Benar bang, dari segi penggunaan energi memang lebih hemat kalao makai sistem staking, ga perlu alat mining lagi asalkan ada ETH udah bisa coba staking dan bisa berbunga tuh. Kalau aku nya kurang setuju dengan mitos gas fee bakal sama sih soalnya gas fee setau aku itu memang dari energi listrik yang digunakan selama proses validasi transaksi. Kalau emang energi listriknya hemat seharusnya gas fee nya bisa diredam juga.

  Liam   |   26 Dec 2022

Bang, bedanya staking sama mining apa ya? Kok bisa staking lebih hemat gas fee dan energi, kenapa?

  Hermanto   |   26 Dec 2022

Halo gan saya jelaskan singkat saja . Beda staking dan mining itu terletak dari cara untuk mendapatkan kripto, kalau stake berdasarkan seberapa banyak kripto yang di pegang.

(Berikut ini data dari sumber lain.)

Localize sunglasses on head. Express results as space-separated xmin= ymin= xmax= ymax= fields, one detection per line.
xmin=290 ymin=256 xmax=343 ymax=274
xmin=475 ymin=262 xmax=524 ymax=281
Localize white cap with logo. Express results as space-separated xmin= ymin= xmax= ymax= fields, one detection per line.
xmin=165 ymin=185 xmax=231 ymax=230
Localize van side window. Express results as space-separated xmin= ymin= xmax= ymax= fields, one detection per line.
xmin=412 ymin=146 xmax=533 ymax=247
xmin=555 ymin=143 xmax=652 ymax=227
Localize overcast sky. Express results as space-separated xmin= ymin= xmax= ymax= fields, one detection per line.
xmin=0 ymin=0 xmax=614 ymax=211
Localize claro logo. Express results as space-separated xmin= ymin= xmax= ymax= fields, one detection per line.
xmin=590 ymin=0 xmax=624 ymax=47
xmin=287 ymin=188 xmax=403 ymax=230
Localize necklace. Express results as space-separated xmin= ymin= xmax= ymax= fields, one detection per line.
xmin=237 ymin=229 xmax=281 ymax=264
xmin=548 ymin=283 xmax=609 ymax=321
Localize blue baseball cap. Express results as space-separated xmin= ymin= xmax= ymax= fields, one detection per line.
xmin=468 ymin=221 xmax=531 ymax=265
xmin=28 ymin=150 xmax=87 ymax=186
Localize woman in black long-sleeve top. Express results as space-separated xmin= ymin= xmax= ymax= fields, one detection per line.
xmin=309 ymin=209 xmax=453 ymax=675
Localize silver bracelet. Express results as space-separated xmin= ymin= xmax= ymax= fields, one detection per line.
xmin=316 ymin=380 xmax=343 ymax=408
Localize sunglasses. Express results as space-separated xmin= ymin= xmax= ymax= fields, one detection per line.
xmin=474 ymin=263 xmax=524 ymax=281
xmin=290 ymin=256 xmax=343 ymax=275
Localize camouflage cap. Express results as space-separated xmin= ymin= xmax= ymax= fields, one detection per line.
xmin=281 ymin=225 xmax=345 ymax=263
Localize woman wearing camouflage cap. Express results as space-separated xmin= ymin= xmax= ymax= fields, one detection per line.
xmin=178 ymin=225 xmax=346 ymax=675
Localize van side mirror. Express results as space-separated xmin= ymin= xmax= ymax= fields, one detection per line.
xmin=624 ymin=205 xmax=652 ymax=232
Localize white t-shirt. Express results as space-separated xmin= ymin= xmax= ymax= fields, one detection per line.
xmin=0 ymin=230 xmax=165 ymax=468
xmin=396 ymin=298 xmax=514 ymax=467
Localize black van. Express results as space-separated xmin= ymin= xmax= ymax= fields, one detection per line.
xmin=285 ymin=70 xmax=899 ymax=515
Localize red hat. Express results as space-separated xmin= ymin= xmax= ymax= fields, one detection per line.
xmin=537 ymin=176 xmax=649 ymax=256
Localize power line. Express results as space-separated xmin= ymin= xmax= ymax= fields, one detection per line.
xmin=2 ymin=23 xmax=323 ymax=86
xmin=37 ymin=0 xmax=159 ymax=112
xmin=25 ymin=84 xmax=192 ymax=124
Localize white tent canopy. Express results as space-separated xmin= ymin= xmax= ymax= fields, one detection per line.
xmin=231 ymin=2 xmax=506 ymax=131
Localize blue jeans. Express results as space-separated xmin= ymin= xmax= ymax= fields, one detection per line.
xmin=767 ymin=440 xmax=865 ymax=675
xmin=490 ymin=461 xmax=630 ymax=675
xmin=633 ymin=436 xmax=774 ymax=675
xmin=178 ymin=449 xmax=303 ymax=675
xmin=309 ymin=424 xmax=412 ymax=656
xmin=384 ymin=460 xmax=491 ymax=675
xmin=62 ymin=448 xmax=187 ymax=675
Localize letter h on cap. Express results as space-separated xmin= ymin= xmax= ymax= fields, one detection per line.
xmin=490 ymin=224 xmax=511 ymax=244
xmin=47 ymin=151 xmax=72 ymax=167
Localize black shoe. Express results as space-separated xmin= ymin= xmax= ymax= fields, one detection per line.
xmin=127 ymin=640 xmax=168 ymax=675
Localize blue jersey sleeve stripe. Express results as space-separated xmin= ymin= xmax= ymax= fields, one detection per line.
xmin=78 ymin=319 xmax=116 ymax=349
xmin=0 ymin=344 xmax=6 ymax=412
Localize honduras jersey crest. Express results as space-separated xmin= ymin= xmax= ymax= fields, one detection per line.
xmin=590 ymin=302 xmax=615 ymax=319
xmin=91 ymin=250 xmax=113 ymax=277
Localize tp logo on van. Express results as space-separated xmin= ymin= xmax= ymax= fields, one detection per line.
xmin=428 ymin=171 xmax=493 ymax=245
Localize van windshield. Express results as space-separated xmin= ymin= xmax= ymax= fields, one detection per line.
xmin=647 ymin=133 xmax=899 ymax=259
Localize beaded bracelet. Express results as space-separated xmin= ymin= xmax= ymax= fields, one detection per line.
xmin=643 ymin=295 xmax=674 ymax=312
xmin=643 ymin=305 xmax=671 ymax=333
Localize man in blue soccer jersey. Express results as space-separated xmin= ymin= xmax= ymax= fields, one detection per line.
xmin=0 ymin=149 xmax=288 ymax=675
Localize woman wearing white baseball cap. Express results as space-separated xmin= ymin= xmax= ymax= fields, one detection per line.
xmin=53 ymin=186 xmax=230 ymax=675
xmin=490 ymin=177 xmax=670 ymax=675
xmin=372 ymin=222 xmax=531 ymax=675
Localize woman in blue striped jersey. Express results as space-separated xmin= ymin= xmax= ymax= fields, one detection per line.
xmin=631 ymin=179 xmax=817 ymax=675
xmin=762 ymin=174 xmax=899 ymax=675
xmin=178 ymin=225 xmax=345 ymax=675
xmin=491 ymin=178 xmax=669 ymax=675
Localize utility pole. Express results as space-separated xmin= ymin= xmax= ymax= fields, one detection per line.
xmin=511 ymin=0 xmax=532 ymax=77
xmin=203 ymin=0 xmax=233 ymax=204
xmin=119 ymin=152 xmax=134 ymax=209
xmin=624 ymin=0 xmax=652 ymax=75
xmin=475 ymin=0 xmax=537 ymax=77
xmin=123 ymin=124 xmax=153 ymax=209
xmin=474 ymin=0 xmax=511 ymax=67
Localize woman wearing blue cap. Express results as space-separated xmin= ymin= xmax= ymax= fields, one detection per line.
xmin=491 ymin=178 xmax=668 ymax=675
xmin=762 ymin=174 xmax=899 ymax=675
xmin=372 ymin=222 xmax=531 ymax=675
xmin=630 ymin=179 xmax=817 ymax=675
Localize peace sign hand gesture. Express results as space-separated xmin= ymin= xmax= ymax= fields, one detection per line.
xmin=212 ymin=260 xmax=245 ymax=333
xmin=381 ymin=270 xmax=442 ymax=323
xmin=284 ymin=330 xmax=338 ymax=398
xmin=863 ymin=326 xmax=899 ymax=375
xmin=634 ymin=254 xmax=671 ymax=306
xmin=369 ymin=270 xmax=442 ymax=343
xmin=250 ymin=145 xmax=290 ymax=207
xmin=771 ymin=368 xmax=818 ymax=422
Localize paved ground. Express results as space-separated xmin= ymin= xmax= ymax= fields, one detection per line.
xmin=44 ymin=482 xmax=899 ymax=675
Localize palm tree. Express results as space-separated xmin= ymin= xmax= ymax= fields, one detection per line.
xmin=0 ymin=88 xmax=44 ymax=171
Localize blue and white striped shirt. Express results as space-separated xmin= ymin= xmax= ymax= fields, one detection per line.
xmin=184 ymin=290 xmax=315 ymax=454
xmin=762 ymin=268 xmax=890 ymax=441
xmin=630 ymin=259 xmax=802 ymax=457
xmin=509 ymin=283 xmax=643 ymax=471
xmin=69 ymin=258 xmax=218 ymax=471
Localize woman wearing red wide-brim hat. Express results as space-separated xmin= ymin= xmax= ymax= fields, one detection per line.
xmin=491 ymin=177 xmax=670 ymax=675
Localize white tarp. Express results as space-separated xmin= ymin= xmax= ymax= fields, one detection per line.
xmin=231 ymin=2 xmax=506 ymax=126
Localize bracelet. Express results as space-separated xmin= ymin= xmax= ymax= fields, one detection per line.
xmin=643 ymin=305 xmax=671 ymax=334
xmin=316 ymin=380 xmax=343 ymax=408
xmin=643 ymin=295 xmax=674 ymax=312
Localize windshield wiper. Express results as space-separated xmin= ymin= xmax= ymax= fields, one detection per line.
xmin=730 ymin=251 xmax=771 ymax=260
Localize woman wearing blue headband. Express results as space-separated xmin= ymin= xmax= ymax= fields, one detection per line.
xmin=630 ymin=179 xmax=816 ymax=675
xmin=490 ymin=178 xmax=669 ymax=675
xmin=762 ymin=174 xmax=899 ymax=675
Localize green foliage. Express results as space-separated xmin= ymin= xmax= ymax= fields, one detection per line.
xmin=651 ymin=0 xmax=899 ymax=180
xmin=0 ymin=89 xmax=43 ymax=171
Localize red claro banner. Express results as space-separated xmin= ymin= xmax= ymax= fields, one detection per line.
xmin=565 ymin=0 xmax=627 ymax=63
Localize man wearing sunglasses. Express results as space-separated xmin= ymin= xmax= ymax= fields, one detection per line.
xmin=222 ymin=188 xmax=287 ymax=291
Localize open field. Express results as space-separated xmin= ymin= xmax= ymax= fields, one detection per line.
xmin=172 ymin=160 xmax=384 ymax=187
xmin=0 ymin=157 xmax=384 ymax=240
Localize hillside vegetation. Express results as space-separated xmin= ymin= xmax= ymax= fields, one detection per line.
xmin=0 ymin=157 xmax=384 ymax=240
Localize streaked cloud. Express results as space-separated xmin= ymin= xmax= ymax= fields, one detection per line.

Semakin banyak maka semakin mudah memvalidasi kripto . Saya contohkan saja misalkan agan punya nih 2 ETH di stake, entar setelah tervalidasi bisa agan dapat tambahan 1 ETH lagi.

Nah lain beda dengan mining dimana perlu yang namanya hardware khusus buat PC. Daya listrik pun pasti diperlukan dalam jumlah yang banyak. Semakin semakin kencang hardware, maka semakin cepat memvalidasi transaksi yang menghasilkan kripto.

Nah jadi perbedaan utama kalau stake lebih hemat energi dan validasi transaksi juga lebih hemat soalnya benaran ga butuh daya listrik yang besar. Gas Fee sebenarnya biaya yang dihasilkan dari setiap transaksi kripto dan setiap transaksi untuk saat ini memang menggunakan banyak daya listrik.